Using supervisord as the init process of a Docker container
There are many ways of building multi-process Docker container (by multi-process I mean the ones where there are multiple processes running simultaneously inside the container). Over time I found supervisord to be the easiest one to use to achieve good and reliable outcomes. This post describes the setup I use.
Basics
Most of my containers follow a setup similar to the one below:
Generally the long-running processes are started by the initial configuration process, once the configuration files have been adjusted.
The configuration process tends to follow the same flow:
- Check and validate environmental variables
- Check if required files/directories are present
- Generate configuration files
- Verify configuration files
- Start the process
A real-life example
I've created a simple proxy with certbot (nginx-certbot-revproxy) that uses this technique.
Dockerfile
This container is intended to be used only in one way, hence I chose CMD
to start it. Complete Dockerfile:
FROM alpine
COPY ./*.sh /
COPY ./*.py /
COPY ./configs/nginx* /configs/
COPY ./configs/supervisord.conf /etc/supervisord.conf
RUN apk add nginx certbot curl openssl supervisor && \
chmod +x /*.sh /*.py && \
mkdir -p /var/run/nginx/ && \
mkdir -p /var/letsencrypt
ADD https://letsencrypt.org/certs/lets-encrypt-x3-cross-signed.pem.txt /lets-encrypt-x3-cross-signed.pem
EXPOSE 80
EXPOSE 443
CMD [ "/usr/bin/supervisord", "-c", "/etc/supervisord.conf" ]
Not much to unpack here:
- Use alpine as the base
- Copy all shell and python scripts
- Copy configuration files
- Add required packages, make scripts executable and create directories
- Add a file fetched from a URL
- Expose both port 80 and 443
- Specify supervisord to run on start of the container, including the config
Supervisord.conf
This is where all the heavy lifting happens.

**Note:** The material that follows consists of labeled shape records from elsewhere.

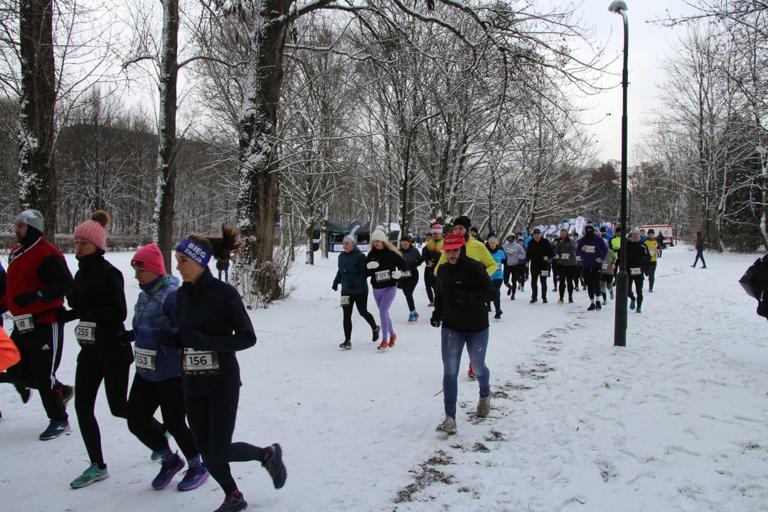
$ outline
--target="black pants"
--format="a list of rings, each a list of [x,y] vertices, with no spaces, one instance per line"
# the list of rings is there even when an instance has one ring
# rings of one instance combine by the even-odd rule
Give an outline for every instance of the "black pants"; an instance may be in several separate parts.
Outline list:
[[[632,293],[632,283],[634,283],[634,289],[637,291],[637,307],[643,306],[643,282],[645,281],[645,278],[643,277],[642,274],[639,276],[629,276],[629,290],[627,293],[627,296],[632,300],[635,299],[634,294]]]
[[[504,279],[499,278],[498,279],[493,279],[493,286],[496,287],[496,296],[493,299],[493,306],[496,309],[496,311],[502,310],[502,285],[504,284]],[[491,306],[490,302],[486,302],[488,306]]]
[[[79,390],[78,390],[79,391]],[[160,408],[163,424],[154,419],[154,412]],[[187,426],[184,410],[184,391],[181,377],[171,377],[162,381],[148,381],[137,373],[134,377],[128,396],[128,430],[153,451],[162,451],[168,448],[165,431],[174,436],[184,457],[187,459],[197,455],[192,431]]]
[[[247,443],[233,443],[240,388],[220,386],[210,395],[184,393],[187,418],[203,462],[227,494],[237,490],[230,462],[264,460],[264,450]]]
[[[435,288],[437,286],[437,278],[435,276],[435,267],[428,266],[424,269],[424,287],[427,289],[427,299],[430,302],[435,302]]]
[[[56,378],[64,348],[64,324],[35,324],[35,330],[25,334],[14,329],[11,339],[22,360],[8,368],[6,382],[37,389],[48,419],[66,421],[68,416],[61,401],[64,385]]]
[[[414,269],[411,270],[411,276],[402,279],[400,284],[400,289],[406,296],[406,302],[408,302],[408,310],[415,311],[416,305],[413,303],[413,290],[416,289],[419,284],[419,271]]]
[[[574,297],[574,279],[576,274],[575,265],[562,265],[560,267],[560,300],[565,297],[565,288],[568,289],[568,299]]]
[[[651,261],[645,264],[645,275],[648,276],[648,289],[654,289],[656,282],[656,262]]]
[[[509,265],[504,267],[504,284],[511,291],[511,296],[515,296],[515,292],[518,291],[518,276],[520,269],[523,265]]]
[[[349,298],[349,303],[341,306],[344,312],[344,339],[352,339],[352,308],[357,306],[357,312],[371,326],[371,330],[376,328],[376,321],[373,319],[373,315],[368,311],[368,294],[342,296]]]
[[[535,299],[538,296],[538,284],[541,283],[541,299],[547,298],[547,276],[542,276],[541,273],[548,271],[548,268],[531,267],[531,299]]]
[[[601,266],[585,266],[584,267],[584,281],[587,283],[587,292],[590,299],[598,297],[600,301],[600,277],[602,275]]]
[[[91,462],[104,464],[101,452],[101,433],[94,409],[96,395],[104,381],[109,410],[116,418],[127,418],[128,373],[131,363],[106,362],[88,352],[81,352],[74,373],[74,411],[78,414],[80,434],[85,443]]]

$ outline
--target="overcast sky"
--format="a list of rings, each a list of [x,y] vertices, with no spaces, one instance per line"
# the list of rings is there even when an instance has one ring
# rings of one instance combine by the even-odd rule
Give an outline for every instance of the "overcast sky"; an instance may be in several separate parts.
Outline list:
[[[594,25],[601,48],[607,49],[610,57],[621,57],[624,46],[624,28],[621,16],[608,11],[611,0],[584,0],[581,9],[585,25]],[[664,81],[658,63],[670,51],[679,35],[684,35],[684,28],[665,28],[646,22],[664,17],[668,9],[674,15],[692,12],[682,0],[625,0],[629,18],[629,97],[627,115],[629,121],[629,164],[636,160],[634,148],[641,140],[647,113],[656,104],[659,94],[657,84]],[[621,58],[617,60],[611,71],[615,78],[609,78],[606,85],[618,87],[588,100],[594,109],[584,114],[584,119],[598,124],[588,127],[601,148],[601,157],[605,160],[621,158]],[[611,113],[606,117],[605,114]]]

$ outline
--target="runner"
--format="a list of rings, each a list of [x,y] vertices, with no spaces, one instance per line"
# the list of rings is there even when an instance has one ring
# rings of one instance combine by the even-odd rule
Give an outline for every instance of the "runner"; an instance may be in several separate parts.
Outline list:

Let's look at this section by section (complete file is here, on github).
[supervisord]
user=root
loglevel=warn
nodaemon=true
[rpcinterface:supervisor]
supervisor.rpcinterface_factory = supervisor.rpcinterface:make_main_rpcinterface
Firstly - it runs as root (no point changing this to another user, as this is the de facto init process). Reducing the verbosity helps with making the application logs clearer (otherwise they tend to get interspersed with supervisord logs). Making sure that it runs in the foreground is critical here - if the process exists Docker will see that the container has stopped. The rpcinterface
section is required by supervisord, but it's not supposed to be changed from the default values.
[unix_http_server]
file=/tmp/supervisor.sock ; (the path to the socket file)
username=admin
password=revproxy
[supervisorctl]
serverurl=unix:///tmp/supervisor.sock ; use a unix:// URL for a unix socket
username=admin
password=revproxy
This section allows supervisorctl
access to the supervisord
process via the API to start/stop processes. Authentication is required to avoid the CRIT
warning, but not strictly required since supervisord
runs in a container.
[program:initsh]
command=/init.sh
autorestart=false
startsecs=0
redirect_stderr=true
stdout_logfile=/dev/fd/1
stdout_logfile_maxbytes=0
This section starts the initial configuration script. It specifies the location of the script, the fact that the process should not be restarted when it exits, it will be allowed to exit immediately after start ( startsec=0
). Next three lines make sure that the stderr
are redirected to stdout
, that stdout
is sent to supervisord
stdout
and that it's unbuffered, so each character send by the process is logged immediately.
[program:nginx]
command=/usr/sbin/nginx -g "daemon off;"
autostart=false
startsecs=3
redirect_stderr=true
stdout_logfile=/dev/fd/1
stdout_logfile_maxbytes=0
This section controls the setup for the nginx. Nginx process needs to stay up for at least 3 seconds. It should not be autostarted (I do it manually from my init.sh
). It also redirects the stderr
and stdout
as above.
[eventlistener:process_monitor]
command=/kill_supervisor.py
process_name=state_monitor
events=PROCESS_STATE
This section creates an eventlistener
- a process that will receive PROCESS_STATE
events on it's stdin
and is expected to acknowledge them. I use a script that's a slight modification of the default one:
#!/usr/bin/env python
import sys
import os
import signal
def write_stdout(s):
# only eventlistener protocol messages may be sent to stdout
sys.stdout.write(s)
sys.stdout.flush()
def write_stderr(s):
sys.stderr.write(s)
sys.stderr.flush()
def main():
while 1:
# transition from ACKNOWLEDGED to READY
write_stdout('READY\n')
# read header line and print it to stderr
line = sys.stdin.readline()
write_stderr(line)
# read event payload and print it to stderr
headers = dict([ x.split(':') for x in line.split() ])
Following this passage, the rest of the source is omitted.